For Azul Systems' certainly, the name of the game is throughput: we appear to be generously over-provisioned with bandwidth. We can sustain 30G/sec allocation on 600G heaps with max pause times on the order of 10's of milliseconds. Each of our 864 cpus can sustain 2 cache-missing memory ops (plus a bunch of prefetches); a busy box will see 2300+ outstanding memory references at any time. We have a lite microkernel style OS; we can easily handle 100K runnable threads (not just blocked ones). Our JVM & GC scales easily to the whole box. In short: the bottleneck is NOT the platform. We need our users to be able to write scalable concurrent code.
In short, users' don't write "TM-friendly" code. Neither do library writers. Many times a small rewrite to remove the conflict makes the HTM useful. But this blows the "dusty deck" code - people just want their old code to run faster. The hard part here is getting customers to accept that a code rewrite is needed. Once they are over that mental hump, once a code rewrite is "on the table" - then the customers go whole-hog. Why make the code xTM-friendly when they can make it lock-friendly as well, and have it run fine on all gear (not just HTM-enabled gear)? Also locks have well understood performance characteristics, unlike TM's which generally rely on a complex and not-well-understood runtime portion (and indeed all the STMs out there have wildly varying "sweet spots" such that code which performs well on one STM might be really unusably slow on another STM).
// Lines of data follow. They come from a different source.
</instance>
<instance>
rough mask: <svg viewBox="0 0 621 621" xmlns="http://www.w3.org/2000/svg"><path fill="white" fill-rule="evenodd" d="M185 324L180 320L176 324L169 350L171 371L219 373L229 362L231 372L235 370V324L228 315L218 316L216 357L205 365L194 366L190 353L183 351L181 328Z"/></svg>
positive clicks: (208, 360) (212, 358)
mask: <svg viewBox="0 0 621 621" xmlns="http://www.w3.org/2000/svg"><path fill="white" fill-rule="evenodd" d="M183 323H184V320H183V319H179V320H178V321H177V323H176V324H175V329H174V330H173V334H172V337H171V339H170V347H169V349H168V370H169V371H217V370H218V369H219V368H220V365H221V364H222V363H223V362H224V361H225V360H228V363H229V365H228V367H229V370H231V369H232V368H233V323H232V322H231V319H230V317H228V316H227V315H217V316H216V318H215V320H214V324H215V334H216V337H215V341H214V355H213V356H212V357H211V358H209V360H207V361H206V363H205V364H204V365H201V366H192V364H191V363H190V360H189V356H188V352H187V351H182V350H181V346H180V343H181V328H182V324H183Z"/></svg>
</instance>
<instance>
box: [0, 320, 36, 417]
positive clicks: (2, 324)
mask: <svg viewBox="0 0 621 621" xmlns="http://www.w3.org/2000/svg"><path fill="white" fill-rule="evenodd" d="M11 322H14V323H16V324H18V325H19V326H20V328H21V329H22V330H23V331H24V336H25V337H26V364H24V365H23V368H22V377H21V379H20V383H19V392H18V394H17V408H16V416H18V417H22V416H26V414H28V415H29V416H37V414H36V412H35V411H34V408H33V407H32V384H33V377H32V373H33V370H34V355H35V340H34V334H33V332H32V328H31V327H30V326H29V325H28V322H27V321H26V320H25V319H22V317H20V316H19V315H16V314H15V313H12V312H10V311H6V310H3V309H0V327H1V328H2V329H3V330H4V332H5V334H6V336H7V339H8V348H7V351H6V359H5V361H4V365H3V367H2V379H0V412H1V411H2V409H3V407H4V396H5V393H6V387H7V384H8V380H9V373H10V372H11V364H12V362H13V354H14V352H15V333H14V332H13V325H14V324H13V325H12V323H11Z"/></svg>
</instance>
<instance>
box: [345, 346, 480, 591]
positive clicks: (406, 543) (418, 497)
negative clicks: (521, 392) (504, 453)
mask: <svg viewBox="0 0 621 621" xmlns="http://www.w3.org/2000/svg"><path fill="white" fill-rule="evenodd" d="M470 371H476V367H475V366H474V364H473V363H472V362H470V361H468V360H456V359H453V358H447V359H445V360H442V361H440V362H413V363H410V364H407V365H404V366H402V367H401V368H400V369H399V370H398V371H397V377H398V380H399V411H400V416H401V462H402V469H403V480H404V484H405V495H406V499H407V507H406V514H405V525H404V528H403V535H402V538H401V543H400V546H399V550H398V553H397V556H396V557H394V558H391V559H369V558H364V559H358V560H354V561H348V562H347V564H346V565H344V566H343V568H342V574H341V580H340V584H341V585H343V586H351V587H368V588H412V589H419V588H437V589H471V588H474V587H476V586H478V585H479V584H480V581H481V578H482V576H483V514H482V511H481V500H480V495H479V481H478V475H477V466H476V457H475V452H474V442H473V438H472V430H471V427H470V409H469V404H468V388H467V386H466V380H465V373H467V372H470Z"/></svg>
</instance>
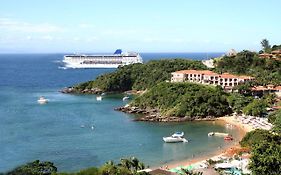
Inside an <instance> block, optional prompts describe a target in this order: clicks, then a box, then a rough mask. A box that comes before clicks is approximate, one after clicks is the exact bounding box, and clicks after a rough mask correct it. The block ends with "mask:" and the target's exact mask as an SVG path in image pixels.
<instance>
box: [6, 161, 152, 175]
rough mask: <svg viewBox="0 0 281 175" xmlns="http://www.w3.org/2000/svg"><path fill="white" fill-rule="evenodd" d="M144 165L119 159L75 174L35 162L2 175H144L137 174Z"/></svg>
mask: <svg viewBox="0 0 281 175" xmlns="http://www.w3.org/2000/svg"><path fill="white" fill-rule="evenodd" d="M144 168H145V165H144V164H143V163H142V162H140V161H139V160H138V159H137V158H135V157H131V158H129V159H121V160H120V163H119V164H114V162H112V161H109V162H107V163H105V164H104V165H103V166H101V167H99V168H96V167H91V168H87V169H84V170H81V171H79V172H76V173H58V172H57V168H56V167H55V166H54V164H53V163H51V162H40V161H39V160H36V161H34V162H31V163H27V164H26V165H22V166H20V167H18V168H15V169H14V170H12V171H10V172H8V173H5V174H4V175H146V174H148V173H146V172H140V173H138V172H137V171H138V170H142V169H144Z"/></svg>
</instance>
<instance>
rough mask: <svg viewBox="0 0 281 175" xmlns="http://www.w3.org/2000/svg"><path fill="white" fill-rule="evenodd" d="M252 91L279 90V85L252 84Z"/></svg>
mask: <svg viewBox="0 0 281 175" xmlns="http://www.w3.org/2000/svg"><path fill="white" fill-rule="evenodd" d="M251 90H252V91H266V90H281V86H275V87H274V86H273V85H267V86H254V87H252V88H251Z"/></svg>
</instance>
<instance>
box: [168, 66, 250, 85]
mask: <svg viewBox="0 0 281 175" xmlns="http://www.w3.org/2000/svg"><path fill="white" fill-rule="evenodd" d="M251 80H254V78H253V77H250V76H238V75H233V74H229V73H223V74H218V73H215V72H213V71H209V70H181V71H177V72H173V73H172V78H171V82H195V83H200V84H208V85H215V86H221V87H223V88H224V89H232V88H233V87H234V86H236V85H239V84H242V83H244V82H246V81H251Z"/></svg>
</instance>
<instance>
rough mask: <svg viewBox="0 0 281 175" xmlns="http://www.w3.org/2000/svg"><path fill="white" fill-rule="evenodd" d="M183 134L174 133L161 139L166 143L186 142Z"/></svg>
mask: <svg viewBox="0 0 281 175" xmlns="http://www.w3.org/2000/svg"><path fill="white" fill-rule="evenodd" d="M183 136H184V132H176V133H174V134H173V135H171V136H169V137H163V140H164V142H166V143H177V142H188V140H186V139H185V138H184V137H183Z"/></svg>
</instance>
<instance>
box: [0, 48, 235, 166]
mask: <svg viewBox="0 0 281 175" xmlns="http://www.w3.org/2000/svg"><path fill="white" fill-rule="evenodd" d="M221 54H222V53H209V54H206V53H142V54H141V55H142V57H143V59H144V61H145V62H146V61H149V60H151V59H161V58H162V59H166V58H191V59H196V60H202V59H206V58H207V57H208V58H211V57H217V56H220V55H221ZM62 59H63V54H1V55H0V121H1V122H0V172H6V171H8V170H10V169H12V168H15V167H16V166H18V165H21V164H24V163H26V162H30V161H33V160H36V159H39V160H42V161H52V162H54V163H55V165H56V166H57V167H58V170H59V171H68V172H71V171H77V170H79V169H82V168H87V167H90V166H100V165H102V164H104V163H105V162H106V161H108V160H113V161H115V162H118V161H119V160H120V158H122V157H130V156H135V157H137V158H139V159H140V160H141V161H143V162H144V163H145V164H146V165H150V166H159V165H161V164H164V163H169V162H174V161H181V160H184V159H190V158H192V157H193V156H195V157H199V156H203V155H207V154H211V153H212V152H214V151H218V150H219V149H220V148H219V147H222V148H224V147H227V146H229V144H231V143H227V142H225V141H224V140H223V139H221V138H217V137H208V136H207V133H208V132H211V131H218V132H230V133H231V134H233V135H234V136H238V134H239V133H238V131H237V130H235V129H234V130H228V129H227V128H225V127H224V126H222V125H219V124H217V123H210V122H189V123H188V122H187V123H146V122H134V121H133V119H134V116H133V115H128V114H125V113H122V112H118V111H114V110H113V109H114V108H115V107H118V106H122V105H125V104H126V103H127V102H123V101H122V98H123V94H116V95H107V96H105V98H104V99H103V100H102V101H96V96H95V95H70V94H62V93H60V92H59V90H60V89H62V88H63V87H68V86H71V85H74V84H77V83H80V82H84V81H87V80H92V79H95V78H96V77H97V76H98V75H101V74H103V73H107V72H112V71H114V69H66V70H64V69H60V68H59V67H60V66H61V64H62V63H61V60H62ZM40 96H45V97H46V98H48V99H50V102H49V103H48V104H45V105H39V104H38V103H37V99H38V98H39V97H40ZM175 131H184V132H185V133H186V138H188V140H189V143H177V144H167V143H164V142H163V140H162V137H163V136H168V135H170V134H172V133H173V132H175Z"/></svg>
Really what the customers want to know is: "which locks do I need to 'crack' to get performance?". Once they have that answer they are ready and willing to write fine-grained locking code. And nearly always the fine-grained locking is a very simple step up in complexity over what they had before. It's not the case that they need to write some uber-hard-to-maintain code to get performance. Instead it's the case that they have no clue which locks need to be "cracked" to get a speedup, and once that's pointed out the fixes are generally straightforward. (e.g., replacing sync/HashMap with ConcurrentHashMap, striping a lock, reducing hold times (generally via caching), switching to AtomicXXX::increment, etc)
For those of you who don't know, Azul Systems is the company that made custom silicon to execute Java in hardware, and currently sells 300-800 core massively parallel Java machines.